Cotton fabrics like pique or Royal Oxford are great for formal attire, Doss advised.

Overall, cotton’s crisp and clean look makes a suit or tux look pulled together, says Tess Loo, chief fashion stylist, Eco-Chic Consignments, a Phoenix-based upscale resale chain. A cotton-poly blend will not wrinkle as much, but will have a different appearance. There are, of course, other natural choices such as linen, silk, jute, broadcloth, hemp and bamboo.

Staying away from as many synthetics as possible is a good rule, Sorokin says. Get a blend with minimal synthetic. Polyester doesnt let skin breathe.

Look for a shirt with a finish that guards against wrinkling or stains. For example, a nice cotton shirt with an anti-wrinkle sheen is perfect for the guy who cant commit to ironing before the event. It also helps minimize creasing that can occur after sitting for a while and wrinkling that forms underneath a jacket.

A shirt with a higher thread count is the mark of a quality piece that’s more durable and will likely stand up to the regular rigors of the day.

One way you can tell if a shirt has a higher thread count is to stick your fingers underneath the opening of the shirt by the buttons, Sorokin says. You should not see your fingers.

When in doubt, go with a tried-and-true foundation before building on it with accessories. A white shirt paired with a black jacket and great tie is the classic combo.

There are many formalwear shirt options in the market, but we at ‘GQ’ feel you can never go wrong with a dressy white medium spread collar shirt, Doss says. Ties always finish off the look, and you should wear black unless the event calls for a different color, like silver or white. We think there is nothing more gentlemanly than a self-tie bow tie, but if thats not your preference, a silk knit or silk grenadine tie will work.

There are three basic collar styles that typically show up on dress shirts ranging from the ultra formal to business casual, Loo says. The spread collar works with no less than a full suit or tux and tie, while the more casual oxford button collar is flaunted best under a blazer with khakis. The most versatile point collar can go either way, with or without a tie.

Highbrow events typically require a shirt with well-dressed cuffs.
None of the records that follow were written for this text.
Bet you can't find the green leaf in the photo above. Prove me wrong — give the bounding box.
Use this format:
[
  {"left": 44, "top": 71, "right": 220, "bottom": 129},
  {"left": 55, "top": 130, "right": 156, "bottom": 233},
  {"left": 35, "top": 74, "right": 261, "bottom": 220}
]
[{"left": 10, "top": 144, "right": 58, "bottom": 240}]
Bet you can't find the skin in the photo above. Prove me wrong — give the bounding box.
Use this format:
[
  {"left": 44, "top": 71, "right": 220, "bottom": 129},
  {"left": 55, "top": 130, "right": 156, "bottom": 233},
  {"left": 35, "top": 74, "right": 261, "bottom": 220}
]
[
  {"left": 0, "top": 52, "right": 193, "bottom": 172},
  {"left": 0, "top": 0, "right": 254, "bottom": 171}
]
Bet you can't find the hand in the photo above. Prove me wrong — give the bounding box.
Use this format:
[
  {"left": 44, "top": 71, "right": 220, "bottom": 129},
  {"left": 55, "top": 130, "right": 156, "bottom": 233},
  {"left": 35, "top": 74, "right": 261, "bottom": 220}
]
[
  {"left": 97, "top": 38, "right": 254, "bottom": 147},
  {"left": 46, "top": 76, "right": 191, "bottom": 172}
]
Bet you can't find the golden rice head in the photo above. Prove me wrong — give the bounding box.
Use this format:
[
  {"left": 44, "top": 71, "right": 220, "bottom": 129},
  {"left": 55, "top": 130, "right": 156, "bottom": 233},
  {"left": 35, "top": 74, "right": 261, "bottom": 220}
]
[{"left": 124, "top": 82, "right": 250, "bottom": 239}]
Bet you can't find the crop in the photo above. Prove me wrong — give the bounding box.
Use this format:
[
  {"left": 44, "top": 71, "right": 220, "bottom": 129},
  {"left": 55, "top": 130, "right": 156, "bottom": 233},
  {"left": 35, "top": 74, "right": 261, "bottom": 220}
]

A practical feature designed to protect the fabric from fraying, the easy single-cuff is a safe bet for most formal occasions.

Shirts with a single cuff are appropriate for a white-tie event or the correct choice for a traditional black-tie event, said Loo.

Want to raise the level of sophistication? Give a pair of cuff links a try.

Cuff links should be simple,” said Doss. “A gold or silver square, ball or oval will have you ready to go for the event.

If you plan on shedding your jacket for most of the night or want to make a statement by going without one, there are many dress shirt options that can stand on their own and blend with the black-tie crowd halfway through the evening.

A dress shirt should resemble a custom piece and be fitted closer to the body, as opposed to a sports shirt, which can go untucked and sans tie for a more casual look, says Loo. Every mans wardrobe should have at least two good quality dress shirts — one white and one blue — to serve as the staples for most formal and business-casual ensembles. I like a man in a crisp white T-shirt under some shirts as well,” Loo adds. “This adds another layer and in some cases makes the shirt lay nicer.

Invest in a shirt that you know will look incredible by itself, Sorokin suggests. Avoid wacky designs or anything that resembles club wear. Go for metal collar stays instead of plastic ones, which can bend, warp or loose their form, to ensure your collar stays crisp and in shape. If youre in a tux, dont wear a cummerbund; go the silk tie route instead. This way, when you remove your jacket, you dont look like a guy whos wearing a partial tux, you look like a guy whos dressed well.

Whether you are doing the ultra-formal white tie affair or a more casual afternoon wedding reception at the country club, the key is to be comfortable and make sure you are wearing your clothes and not the other way around.

At GQ, we always like to say, Keep it simple, and formalwear is a perfect example of this, Doss says. The clothes should always accentuate the man and not overpower him.